In 2000 and 2016, both presidential election years, there were more self-identified Democrats than self-identified Republicans in the exit polls (by 4 points in 2000 and 3 points in 2016). But both times, the GOP nominee won the White House while losing the popular vote.
Independent thinking
Obviously, if Democrats constitute a much larger percentage of the November electorate than Republicans — 6 or 7 points, for example — that would be great news for House Democratic leader Nancy Pelosi. But how independent voters behave could well be the more useful indicator to watch.
One reason is that the percentage of self-identified independents has been inching up recently. In the 2000 and 2004 presidential contests and the 2006 midterms, independents constituted 26 percent of the electorate. But in 2012, they were 29 percent, in the 2014 midterms 28 percent, and in the 2016 presidential election 31 percent.
Obviously, those numbers change, depending in part on the appeal of the presidential nominees and the image of the parties. Some of the 2016 independents could well have been Republicans and Democrats who didn’t like the two presidential nominees, both of whom had unusually high negatives.
But the more important reason to pay attention to independents is that they often reflect the direction and magnitude of partisan changes.
The two big wave elections of the last 20 years were both driven by independents, who voted Democratic by a margin of 18 points in 2006 (57 percent to 39 percent), Republican by an equally large margin in 2010 (59 percent to 41 percent). During Obama’s second midterm, in 2014, independents also went Republican by a substantial margin (54 percent to 42 percent).
In 2016 and 2000, independents voted narrowly for Donald Trump (by 4 points, 46 percent to 42 percent) and for George W. Bush (by 2 points, 48 percent to 46 percent). Given how close those two contests were, it probably isn’t a stretch to say that the two Republican nominees might not have won without their pluralities among self-identified independents.
The 2004 election was a bit of an outlier, I suppose. The presidential election was very close, and the electorate (according to the exit poll) had equal percentages of Democrats and Republicans. Democrat John Kerry won 49 percent of independent voters to incumbent Bush’s 48 percent. And yet, Bush won re-election narrowly, by just over 2 points.

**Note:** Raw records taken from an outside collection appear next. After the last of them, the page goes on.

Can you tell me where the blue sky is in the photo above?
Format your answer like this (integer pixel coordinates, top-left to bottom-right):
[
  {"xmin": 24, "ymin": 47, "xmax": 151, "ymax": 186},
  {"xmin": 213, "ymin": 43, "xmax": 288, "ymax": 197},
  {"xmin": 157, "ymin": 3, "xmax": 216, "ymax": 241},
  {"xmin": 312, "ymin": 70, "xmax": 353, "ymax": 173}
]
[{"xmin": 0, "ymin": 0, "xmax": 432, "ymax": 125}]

Still, the competitiveness of the overall race and the closeness of the vote among independents does seem to confirm the usefulness of looking at how these voters perform to understand the kind of election we will have.
Watch the polls
Recent polling suggests the GOP has reason for concern about independent voters in the fall. An April 8-11 NBC News/Wall Street Journal poll, for example, found independents currently preferring Democratic control of Congress by 11 points, 38 percent to 27 percent. That’s a big margin.
A May 2-5 CNN/SSRS survey found independents preferred Democratic nominees for Congress over Republicans by a much closer 3-point margin, 43 percent to 40 percent. But since the 2016 exit poll showed Trump carrying this key group by 4 points, a Democratic advantage of 3 points would constitute a 7-point swing toward the Democrats.
Finally, Quinnipiac University’s April 6-9 national survey offers the strangest numbers. It found Democrats with a 3-point advantage on the generic ballot among all voters but Republicans with a 2-point advantage among independents, 41 percent to 39 percent. The idea that independents are more inclined toward the GOP than the overall electorate seems difficult to accept.
The attitudes of independent voters toward the president and control of Congress should provide a window into the midterms. Keep watching those numbers, especially when they come from national media polls.